North Coast pot growers, law enforcement wary of marijuana legalization measure
California voters will have a chance to legalize recreational marijuana in November, a prospect that is stirring anxiety among some North Coast cannabis farmers while it may also push the nation toward ending the federal prohibition of pot.
If approved by a majority of voters, the measure cleared last week for the fall ballot would complete California's marijuana odyssey, starting with a first-in-the-nation approval of medical marijuana in 1996. Six years ago, California voters rejected a legalization measure, and last year the state enacted a new law to regulate and tax medicinal cannabis for the first time in 20 years.
'The time has come,' said North Coast Rep. Jared Huffman, D-San Rafael, whose North Coast district produces 60 percent of the state's pot crop. Huffman, one of 11 California state and federal legislators endorsing the measure, predicted it will win approval due to public recognition that the only way to deal with pot's impact — including crime and the poisoning of North Coast forests — is to legalize and regulate it.
'There is a growing consensus that the status quo is dysfunctional,' he said.
Championed by Lt. Gov. Gavin Newsom and backed by two billionaires, the Adult Use of Marijuana Act, known as AUMA, would allow people 21 and over to possess an ounce of marijuana and to grow up to six plants at home for personal use.

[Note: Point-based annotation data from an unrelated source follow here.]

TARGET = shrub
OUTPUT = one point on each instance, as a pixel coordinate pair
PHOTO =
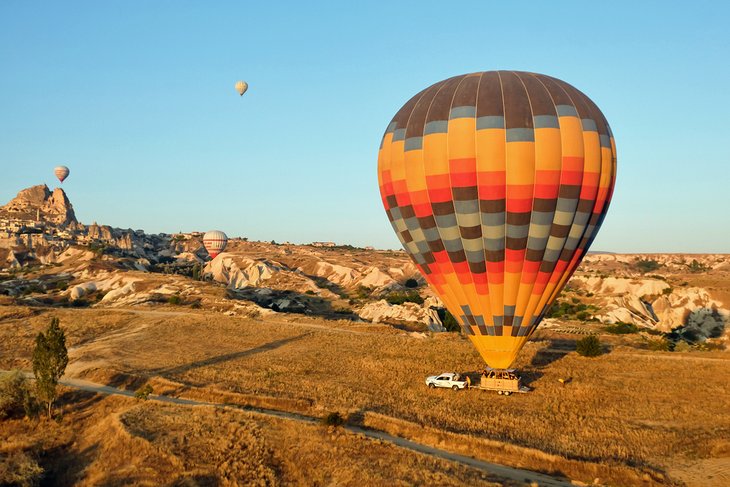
(19, 468)
(411, 283)
(404, 297)
(647, 265)
(15, 395)
(50, 358)
(621, 328)
(363, 292)
(583, 315)
(589, 346)
(450, 323)
(143, 392)
(696, 266)
(660, 345)
(333, 419)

Smoking or ingesting the psychoactive plant would be illegal in any place open to the public.
Legalization would trim state criminal justice spending by millions of dollars and generate up to $1 billion in taxes, and an early poll of likely voters found 60 percent would support it, a high number for ballot measures coming out of the gate.

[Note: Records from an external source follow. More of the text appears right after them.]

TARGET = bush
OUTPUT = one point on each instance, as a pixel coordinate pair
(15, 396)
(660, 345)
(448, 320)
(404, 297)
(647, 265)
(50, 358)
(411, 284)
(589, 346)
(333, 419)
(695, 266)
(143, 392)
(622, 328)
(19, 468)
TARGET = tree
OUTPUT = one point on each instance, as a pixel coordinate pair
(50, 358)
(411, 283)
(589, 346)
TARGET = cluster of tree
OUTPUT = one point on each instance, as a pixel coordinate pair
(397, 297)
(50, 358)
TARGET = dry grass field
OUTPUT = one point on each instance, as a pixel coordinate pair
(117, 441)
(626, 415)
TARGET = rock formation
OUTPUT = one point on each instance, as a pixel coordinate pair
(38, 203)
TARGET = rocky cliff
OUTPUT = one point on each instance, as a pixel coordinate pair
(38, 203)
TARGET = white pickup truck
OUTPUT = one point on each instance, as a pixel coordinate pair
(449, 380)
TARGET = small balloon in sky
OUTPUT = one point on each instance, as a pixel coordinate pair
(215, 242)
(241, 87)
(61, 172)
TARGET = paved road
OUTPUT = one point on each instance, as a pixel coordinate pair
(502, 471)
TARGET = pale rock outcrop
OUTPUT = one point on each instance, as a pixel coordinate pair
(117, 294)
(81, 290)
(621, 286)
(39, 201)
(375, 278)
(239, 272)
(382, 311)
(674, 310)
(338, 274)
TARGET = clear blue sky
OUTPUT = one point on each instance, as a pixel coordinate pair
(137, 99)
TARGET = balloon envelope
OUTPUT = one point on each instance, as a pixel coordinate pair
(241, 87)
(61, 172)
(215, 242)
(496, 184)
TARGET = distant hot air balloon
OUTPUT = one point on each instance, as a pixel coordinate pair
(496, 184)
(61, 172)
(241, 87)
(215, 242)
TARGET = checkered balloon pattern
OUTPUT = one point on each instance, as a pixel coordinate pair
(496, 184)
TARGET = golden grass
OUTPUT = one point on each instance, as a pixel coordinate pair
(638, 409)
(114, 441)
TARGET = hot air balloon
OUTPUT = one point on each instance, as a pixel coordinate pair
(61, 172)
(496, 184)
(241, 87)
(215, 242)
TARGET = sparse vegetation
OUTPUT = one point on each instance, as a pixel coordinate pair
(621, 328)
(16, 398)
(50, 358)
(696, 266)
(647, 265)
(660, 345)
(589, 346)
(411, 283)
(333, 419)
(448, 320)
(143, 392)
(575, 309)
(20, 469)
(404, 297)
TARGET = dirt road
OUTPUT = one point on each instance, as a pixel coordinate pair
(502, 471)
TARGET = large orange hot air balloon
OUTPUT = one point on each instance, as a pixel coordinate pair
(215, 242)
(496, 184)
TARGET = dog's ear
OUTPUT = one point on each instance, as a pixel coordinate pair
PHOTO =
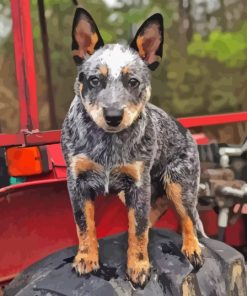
(149, 41)
(85, 35)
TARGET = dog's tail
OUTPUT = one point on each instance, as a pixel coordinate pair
(198, 223)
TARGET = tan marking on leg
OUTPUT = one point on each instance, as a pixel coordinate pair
(134, 170)
(81, 163)
(137, 257)
(87, 258)
(157, 210)
(190, 242)
(103, 70)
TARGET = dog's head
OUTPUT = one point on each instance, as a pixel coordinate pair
(113, 80)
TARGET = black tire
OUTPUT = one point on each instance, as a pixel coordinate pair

If California joins Washington and Oregon in forging a West Coast wall of legal marijuana, Congress will be forced to eventually change federal laws, Huffman said.
Two other states, Colorado and Alaska, already have permitted recreational marijuana, and 11 more are considering the same step this year. If they all do so, almost 60 percent of the nation's population, 185 million people, would live in places where medical use, recreational use or both are permitted.
But there is also concern in California, largely among law enforcers, over marijuana's impact on public safety and a pronounced unease among North Coast pot cultivators that legalization will trigger a wave of big business investment that overwhelms longstanding family farms.
'We want to see California have a grower-friendly market,' said Hezekiah Allen, executive director of the 600-member California Growers Association. The group, currently neutral on the ballot measure, will meet Thursday in Sacramento to reconsider its position.
Small farmers account for as many as half of the estimated 50,000 to 60,000 growers of medical and non-medical marijuana, Allen said.
Varied views
Opinions on the legalization measure are mixed in a region where marijuana has come far out of the shadows socially and economically. The Emerald Cup, featuring a contest to pick the best bud and designated smoking areas, draws thousands of people to the Sonoma County Fairgrounds each year. A dispensary owner, Robert Jacob, serves on the Sebastopol City Council.
The marijuana industry is one of the few vibrant economic sectors in the Emerald Triangle of Mendocino, Humboldt and Trinity counties. In Sonoma County, 18 pot dispensaries paid taxes on nearly $31 million in retail sales in 2014.
Craig Litwin, a former Sebastopol mayor and a consultant who specializes in cannabis policy, said AUMA allows responsible adults 'to use something that brings them joy.'
He called pot prohibition 'a waste of taxpayer dollars,' asserting that there are 'better things for law enforcement to spend limited resources on.' Under current law, he added, California also misses out on 'an incredible tax base to help restore our crumbling infrastructure.'
The California Legislative Analyst's Office last year estimated that legalizing recreational marijuana could save the state more than $100 million in criminal justice expenditures while taxes on marijuana production and sales could generate 'from the high hundreds of millions of dollars to over $1 billion a year.'
Magnet for dealers?
But top law enforcement officials are wary of a sea change in the state's pot laws.
Sonoma County Sheriff Steve Freitas opposes the ballot measure because he fears it would make California a magnet for drug dealers from other areas, where pot would remain illegal under federal and state law. The result, he said, could be more violent crime, such as the 2013 triple homicide in Forestville involving a pot deal and a number of out-of-state people.